Tout au long de son parcours, il traverse une grande diversité de paysages et d’écosystèmes à la biodiversité remarquable. « Pourtant, c’est une rivière un peu oubliée », souligne Hélène Burdet, qui fait partie du bureau de cette association à la direction collégiale.
Ce torrent est l’un des rares cours d’eau de la vallée à conserver un fonctionnement uniquement naturel, sans obstacle artificiel. L’absence d’infrastructure hydroélectrique, un critère essentiel pour obtenir la labellisation de “site rivières sauvages”…
Une note de 85/100
Pendant un an, l’association a travaillé au montage d’un dossier, soutenue par plusieurs partenaires : Vivre en Tarentaise, Mountain Wilderness, Parc national de la Vanoise, l’office de tourisme… Puis il a été présenté lors d’un audit avec l’Association française de normalisation (Afnor) en novembre 2025.

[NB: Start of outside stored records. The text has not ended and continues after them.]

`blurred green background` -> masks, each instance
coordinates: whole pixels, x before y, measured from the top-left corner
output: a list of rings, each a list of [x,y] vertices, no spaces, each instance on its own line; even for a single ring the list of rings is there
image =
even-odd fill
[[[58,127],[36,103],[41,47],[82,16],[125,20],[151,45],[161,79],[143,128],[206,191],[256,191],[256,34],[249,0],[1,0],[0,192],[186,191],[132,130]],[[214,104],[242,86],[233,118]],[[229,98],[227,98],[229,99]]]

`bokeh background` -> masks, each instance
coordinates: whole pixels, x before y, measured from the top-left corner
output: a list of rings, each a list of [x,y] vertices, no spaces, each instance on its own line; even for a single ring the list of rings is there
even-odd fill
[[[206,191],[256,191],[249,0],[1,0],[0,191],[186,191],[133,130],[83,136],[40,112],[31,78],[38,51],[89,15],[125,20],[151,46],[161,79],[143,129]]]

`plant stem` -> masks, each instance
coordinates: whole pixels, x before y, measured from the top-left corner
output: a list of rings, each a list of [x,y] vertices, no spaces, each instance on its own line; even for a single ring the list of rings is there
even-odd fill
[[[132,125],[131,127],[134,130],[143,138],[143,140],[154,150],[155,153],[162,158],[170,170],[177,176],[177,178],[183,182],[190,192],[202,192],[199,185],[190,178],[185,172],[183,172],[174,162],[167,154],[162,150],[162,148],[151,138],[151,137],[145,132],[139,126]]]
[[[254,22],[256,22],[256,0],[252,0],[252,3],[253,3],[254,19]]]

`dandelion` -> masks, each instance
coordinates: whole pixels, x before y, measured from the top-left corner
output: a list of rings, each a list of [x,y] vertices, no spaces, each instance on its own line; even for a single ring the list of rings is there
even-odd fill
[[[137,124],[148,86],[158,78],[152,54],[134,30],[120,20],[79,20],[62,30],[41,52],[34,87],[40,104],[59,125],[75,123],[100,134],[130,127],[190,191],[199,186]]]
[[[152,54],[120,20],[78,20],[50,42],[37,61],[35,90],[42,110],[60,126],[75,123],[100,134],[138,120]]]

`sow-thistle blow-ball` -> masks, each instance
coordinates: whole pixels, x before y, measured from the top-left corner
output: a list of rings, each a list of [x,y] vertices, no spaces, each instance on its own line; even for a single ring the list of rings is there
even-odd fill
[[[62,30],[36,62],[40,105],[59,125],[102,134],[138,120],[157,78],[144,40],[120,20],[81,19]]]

« Une personne s’est rendue à Champagny-en-Vanoise pour vérifier la véracité des informations », souligne Hélène Burdet. Quelques semaines plus tard, la bonne nouvelle est arrivée : le Remous a obtenu le niveau 2 du label “site rivières sauvages” avec une note de 85/100. Elle est devenue la 32e rivière en France à avoir été labellisée depuis la création de cette distinction en 2014, la deuxième en Savoie avec le Nant Bénin (Peisey-Nancroix). Le coût de la labellisation est de 4 600 euros, à charge de l’association.
Dans ce cadre, cette dernière a établi un programme d’actions pour les cinq prochaines années visant à préserver et valoriser le torrent : installation de panneaux informatifs, nettoyage des cours d’eau, surveillance d’espèces floristiques invasives, études physico-chimiques, programme pédagogique “Graines de rivières sauvages” avec les élèves de l’école, organisation de sorties pédagogiques en lien avec l’office de tourisme… Par ailleurs, l’association envisage, dans les années à venir, la labellisation d’un autre cours d’eau : la Gurre de la Chiserette.